Healthy and hearty keeping in sync with the thematic menu for the day. After the gorgeous start came in an array of antipasto designed chiefly for the noon – the Basil and Cilantro Chicken Tikka, Khasta Roti and Cucumber Raita Jelly – the scrumptious tikka marinated in the dressing of basil and cilantro was just so apt – moist and tender. The culinary gastronomy surrounding the conventional cucumber raita served with traditional Indian tikka took my heart away. Chef’s magical fingers and expertise came together to create an exceptional looking jelly that was nothing but cucumber raita recalibrated. Simply Wow!
The next starter that I really liked was the Fish in Leaf – a traditional Parsi dish made on green marinade. Just so uncomplicated – the freshness of the fish in the coriander marinade could be luxuriated in. Just how I like my food – sans perplexity of flavors.
Another delicacy was the Crispy Spinach Chaat to stimulate the senses – how ingeniously has the idea of Indian chaat been incorporated in the menu of a fine dining restaurant – kudos to the imaginative genius of the Chef at work. The chaat doesn’t fly out of the plate while cutting, slicing and biting. It’s brusque and crunchy at the same time with the spiciness of the traditional chaat in place. The menu undergoes trialing and minute changes all through the year depending upon the wish of its challenging customers.
As a palette cleanser we were given Mango Sorbet – just a spoonful portion to take away the essence of the appetizers to pave out the way for the mains – which looked appetizingly luring.

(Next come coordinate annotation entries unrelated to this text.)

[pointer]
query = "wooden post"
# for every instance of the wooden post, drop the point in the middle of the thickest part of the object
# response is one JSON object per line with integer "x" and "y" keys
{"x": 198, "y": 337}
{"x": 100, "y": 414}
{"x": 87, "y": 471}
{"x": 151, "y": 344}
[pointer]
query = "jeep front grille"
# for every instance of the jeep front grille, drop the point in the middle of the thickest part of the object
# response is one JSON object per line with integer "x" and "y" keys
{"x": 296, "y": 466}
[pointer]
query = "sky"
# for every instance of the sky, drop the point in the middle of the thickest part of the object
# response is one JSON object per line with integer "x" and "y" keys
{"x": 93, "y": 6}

The mains had Laal Saag with Peanuts and Coriander – absolutely divine and confounding to see the dish as a delicacy there. Loved it! Fresh Methi, Bathua, Potato tossed with homemade masala was delightful – the magic of the greens worked its mojo on me – just so impressively packed in with right amount of spices. The Haaq – fresh water fish done up in Kashmiri chillies, garlic and Kashmiri spinach was delicious. The Lamb curry cooked in creamy spinach and fresh fenugreek was tender and supple – not a red mutton fan, this one’s a must try.

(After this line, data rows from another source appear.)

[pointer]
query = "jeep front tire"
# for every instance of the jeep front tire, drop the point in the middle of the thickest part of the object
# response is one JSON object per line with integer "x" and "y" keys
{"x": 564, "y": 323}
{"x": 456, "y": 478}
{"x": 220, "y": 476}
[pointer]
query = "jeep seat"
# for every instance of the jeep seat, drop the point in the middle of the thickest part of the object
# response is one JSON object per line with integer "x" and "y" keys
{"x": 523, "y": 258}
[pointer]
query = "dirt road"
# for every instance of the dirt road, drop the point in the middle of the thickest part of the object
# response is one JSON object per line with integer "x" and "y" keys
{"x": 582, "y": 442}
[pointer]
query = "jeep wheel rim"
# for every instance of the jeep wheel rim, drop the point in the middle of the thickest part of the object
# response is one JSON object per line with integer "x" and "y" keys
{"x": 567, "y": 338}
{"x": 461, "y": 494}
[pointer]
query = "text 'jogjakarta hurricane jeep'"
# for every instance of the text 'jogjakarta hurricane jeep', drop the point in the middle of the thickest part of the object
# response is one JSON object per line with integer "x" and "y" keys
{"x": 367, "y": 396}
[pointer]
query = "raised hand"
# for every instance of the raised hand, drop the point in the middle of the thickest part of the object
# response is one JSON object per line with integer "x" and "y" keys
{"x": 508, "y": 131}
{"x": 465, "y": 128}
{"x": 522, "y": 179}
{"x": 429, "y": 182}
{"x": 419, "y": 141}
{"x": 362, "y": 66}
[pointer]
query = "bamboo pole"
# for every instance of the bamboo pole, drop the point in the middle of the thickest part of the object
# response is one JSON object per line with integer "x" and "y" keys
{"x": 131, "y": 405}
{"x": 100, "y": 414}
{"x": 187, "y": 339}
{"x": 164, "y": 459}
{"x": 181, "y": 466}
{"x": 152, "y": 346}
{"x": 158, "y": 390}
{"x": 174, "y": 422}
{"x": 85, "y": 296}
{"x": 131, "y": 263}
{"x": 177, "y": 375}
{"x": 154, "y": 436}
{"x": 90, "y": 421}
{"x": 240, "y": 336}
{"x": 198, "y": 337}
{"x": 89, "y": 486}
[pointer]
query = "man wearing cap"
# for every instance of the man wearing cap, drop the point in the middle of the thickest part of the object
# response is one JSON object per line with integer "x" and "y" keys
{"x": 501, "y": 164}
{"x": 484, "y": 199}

After I gormandized rapaciously on the lavish treat, Pineapple palette cleanser was served to rinse off the lingering nostalgia of the stunning meal, again to give way to the deserts. From a plate full of beauties – Chocolate Pave, Kulfi Red Fruit Compote and Gulab Jamun Malai Cheese Cake, I relished the Chandan Ice-cream the most. Call me modest, but despite having an eroded sweet tooth, this ice cream has the essence of the Chandan infused so aromatically, you’ll have a spiritual orgasm.
Wait! It’s not done yet – the best that they saved for the last – with a tummy that had become a labyrinth of dishes, this was worth the gobble. An after desert as they call it – It was a Paan Shot. The Authentic Indian mouth-freshener given a contemporary twist – diluted with an aerated drink, it was the refreshing capping to the pleasant saga. Awesome service and a lavish treatment made my day. You might get wet in the rains outside but here at the contemporary fine dining restaurant serving haute Indian cuisine in International fashion, Monsoon, you sure to soak up in luminous bliss.